5. Comparison and Adjusted Rand Index (ARI)

In [67]:
# True labels
epi.pl.umap(adata, color=['cell_type', 'facs_label'], wspace=0.4)
In [68]:
# Clusters
epi.pl.umap(adata, color=['louvain', 'kmeans', 'hc', 'leiden'], wspace=0.4)

A few metrics to compare the quality of the different clusterings.

For all these methods. The best value possible is 1.

1) Compute the Adjusted Rand Index for the different clustering to determine which one perform best. It computes a similarity measure between two clusterings (predicted and true labels)by counting cells that are assigned in the same or different clusters between the two clusterings.

In [69]:
print('louvain:\t', epi.tl.ARI(adata, 'louvain', 'cell_type'))
print('kmeans:\t', epi.tl.ARI(adata, 'kmeans', 'cell_type'))
print('hc:\t', epi.tl.ARI(adata, 'hc', 'cell_type'))
print('leiden:\t', epi.tl.ARI(adata, 'leiden', 'cell_type'))
louvain:	 0.48143459493055457
kmeans:	 0.34473337260007614
hc:	 0.4869084669795262
leiden:	 0.5215454468198376

2) Compute the Homogeneity score.

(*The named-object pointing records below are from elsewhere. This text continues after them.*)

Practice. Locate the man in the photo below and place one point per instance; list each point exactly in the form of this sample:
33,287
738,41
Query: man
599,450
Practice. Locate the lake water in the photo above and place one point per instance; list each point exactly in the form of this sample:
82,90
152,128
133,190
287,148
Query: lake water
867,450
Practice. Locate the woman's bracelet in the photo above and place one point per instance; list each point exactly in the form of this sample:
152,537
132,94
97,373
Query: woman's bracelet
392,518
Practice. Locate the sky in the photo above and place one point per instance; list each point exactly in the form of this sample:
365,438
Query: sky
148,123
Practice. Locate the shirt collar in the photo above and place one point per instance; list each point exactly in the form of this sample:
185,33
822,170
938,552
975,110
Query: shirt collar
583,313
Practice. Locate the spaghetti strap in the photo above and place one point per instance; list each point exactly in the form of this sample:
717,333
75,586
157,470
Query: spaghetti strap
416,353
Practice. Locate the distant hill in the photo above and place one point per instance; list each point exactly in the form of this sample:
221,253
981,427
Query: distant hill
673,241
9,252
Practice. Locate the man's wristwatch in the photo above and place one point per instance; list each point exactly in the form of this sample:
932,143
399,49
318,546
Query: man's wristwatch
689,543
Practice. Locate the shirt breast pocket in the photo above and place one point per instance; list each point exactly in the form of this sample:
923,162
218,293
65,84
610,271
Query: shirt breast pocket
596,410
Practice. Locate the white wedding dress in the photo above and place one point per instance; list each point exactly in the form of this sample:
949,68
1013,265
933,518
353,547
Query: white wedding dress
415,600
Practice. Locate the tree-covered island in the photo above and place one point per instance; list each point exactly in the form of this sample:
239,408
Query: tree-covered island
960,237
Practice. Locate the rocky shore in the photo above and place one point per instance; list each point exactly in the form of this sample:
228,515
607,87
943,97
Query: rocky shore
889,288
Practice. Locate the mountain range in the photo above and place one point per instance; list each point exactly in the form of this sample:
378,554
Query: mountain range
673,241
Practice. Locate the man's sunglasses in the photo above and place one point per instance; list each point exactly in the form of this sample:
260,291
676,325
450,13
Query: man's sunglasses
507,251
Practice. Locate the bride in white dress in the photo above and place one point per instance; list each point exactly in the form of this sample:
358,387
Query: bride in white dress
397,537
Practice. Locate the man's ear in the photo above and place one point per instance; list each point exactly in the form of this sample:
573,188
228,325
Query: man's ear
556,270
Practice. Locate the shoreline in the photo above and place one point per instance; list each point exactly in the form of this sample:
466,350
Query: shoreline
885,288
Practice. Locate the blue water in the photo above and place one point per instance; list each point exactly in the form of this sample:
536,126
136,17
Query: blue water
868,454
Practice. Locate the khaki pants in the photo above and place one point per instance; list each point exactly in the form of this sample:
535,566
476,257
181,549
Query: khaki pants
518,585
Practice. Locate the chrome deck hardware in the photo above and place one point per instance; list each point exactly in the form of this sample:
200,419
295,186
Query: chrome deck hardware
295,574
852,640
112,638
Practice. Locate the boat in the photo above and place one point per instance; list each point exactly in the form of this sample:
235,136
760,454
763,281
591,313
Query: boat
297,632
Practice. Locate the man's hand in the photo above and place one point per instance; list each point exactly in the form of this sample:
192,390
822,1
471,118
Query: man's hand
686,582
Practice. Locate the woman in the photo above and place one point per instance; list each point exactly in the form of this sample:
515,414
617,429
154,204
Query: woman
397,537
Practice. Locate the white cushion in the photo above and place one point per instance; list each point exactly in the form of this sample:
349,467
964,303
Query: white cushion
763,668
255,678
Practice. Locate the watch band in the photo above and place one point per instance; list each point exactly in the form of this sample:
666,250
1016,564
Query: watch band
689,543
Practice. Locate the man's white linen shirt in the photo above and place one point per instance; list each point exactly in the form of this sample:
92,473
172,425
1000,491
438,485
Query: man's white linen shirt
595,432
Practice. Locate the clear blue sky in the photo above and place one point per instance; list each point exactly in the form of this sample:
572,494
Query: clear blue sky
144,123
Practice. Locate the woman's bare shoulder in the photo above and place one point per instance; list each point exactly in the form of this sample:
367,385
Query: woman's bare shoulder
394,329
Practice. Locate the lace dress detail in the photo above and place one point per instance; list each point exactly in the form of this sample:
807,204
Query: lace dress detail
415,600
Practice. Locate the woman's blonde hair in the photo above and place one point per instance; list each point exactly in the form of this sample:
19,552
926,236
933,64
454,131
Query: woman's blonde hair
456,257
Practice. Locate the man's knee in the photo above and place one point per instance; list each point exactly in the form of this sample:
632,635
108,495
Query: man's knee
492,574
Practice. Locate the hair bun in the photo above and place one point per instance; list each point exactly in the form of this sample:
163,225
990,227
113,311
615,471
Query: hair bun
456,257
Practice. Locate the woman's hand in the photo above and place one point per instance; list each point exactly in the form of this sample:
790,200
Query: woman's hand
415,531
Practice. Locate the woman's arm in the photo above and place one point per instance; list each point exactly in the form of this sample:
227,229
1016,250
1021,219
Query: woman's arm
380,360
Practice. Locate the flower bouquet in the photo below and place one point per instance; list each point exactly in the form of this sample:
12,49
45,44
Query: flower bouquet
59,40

The score is higher when the different clusters contain only cells with the same ground truth label

In [70]:
print('louvain:\t', epi.tl.homogeneity(adata, 'louvain', 'cell_type'))
print('kmeans:\t', epi.tl.homogeneity(adata, 'kmeans', 'cell_type'))
print('hc:\t', epi.tl.homogeneity(adata, 'hc', 'cell_type'))
print('leiden:\t', epi.tl.homogeneity(adata, 'leiden', 'cell_type'))
louvain:	 0.6027317462511458
kmeans:	 0.5218117148571952
hc:	 0.597155399046304
leiden:	 0.6462131688120222

3) Compute the Adjusted Mutual Information, it is measure of the similarity between two labels of the same data, while accounting for chance (the Mutual information is generally higher for two set of labels with a large number of clusters)

In [71]:
print('louvain:\t', epi.tl.AMI(adata, 'louvain', 'cell_type'))
print('kmeans:\t', epi.tl.AMI(adata, 'kmeans', 'cell_type'))
print('hc:\t', epi.tl.AMI(adata, 'hc', 'cell_type'))
print('leiden:\t', epi.tl.AMI(adata, 'leiden', 'cell_type'))
louvain:	 0.6489850295660261
kmeans:	 0.5151669485843612
hc:	 0.607839434804083
leiden:	 0.6905252709103069

Save the processed Anndata

In [72]:
adata.write(results_file)

Differential chromatin analysis

In [73]:
adata = ad.read(results_file)
adata
Out[73]:
AnnData object with n_obs × n_vars = 1722 × 122511
    obs: 'batch', 'cell_name', 'facs_label', 'label', 'cell_type', 'nb_features', 'log_nb_features', 'louvain', 'kmeans', 'hc', 'leiden'
    var: 'transcript_annotation', 'n_cells', 'commonness', 'prop_shared_cells', 'variability_score'
    uns: 'cell_type_colors', 'facs_label_colors', 'hc_colors', 'kmeans_colors', 'leiden', 'leiden_colors', 'louvain', 'louvain_colors', 'neighbors', 'pca', 'umap'
    obsm: 'X_pca', 'X_tsne', 'X_umap'
    varm: 'PCs'
    layers: 'binary', 'normalised'
    obsp: 'connectivities', 'distances'
In [74]:
epi.tl.rank_features(adata, 'louvain', omic='ATAC')
In [75]:
epi.pl.rank_feat_groups(adata)
In [76]:
epi.pl.rank_feat_groups(adata, feature_symbols='transcript_annotation')
In [77]:
epi.pl.rank_feat_groups_matrixplot(adata)
WARNING: dendrogram data not found (using key=dendrogram_louvain). Running `sc.tl.dendrogram` with default parameters. For fine tuning it is recommended to run `sc.tl.dendrogram` independently.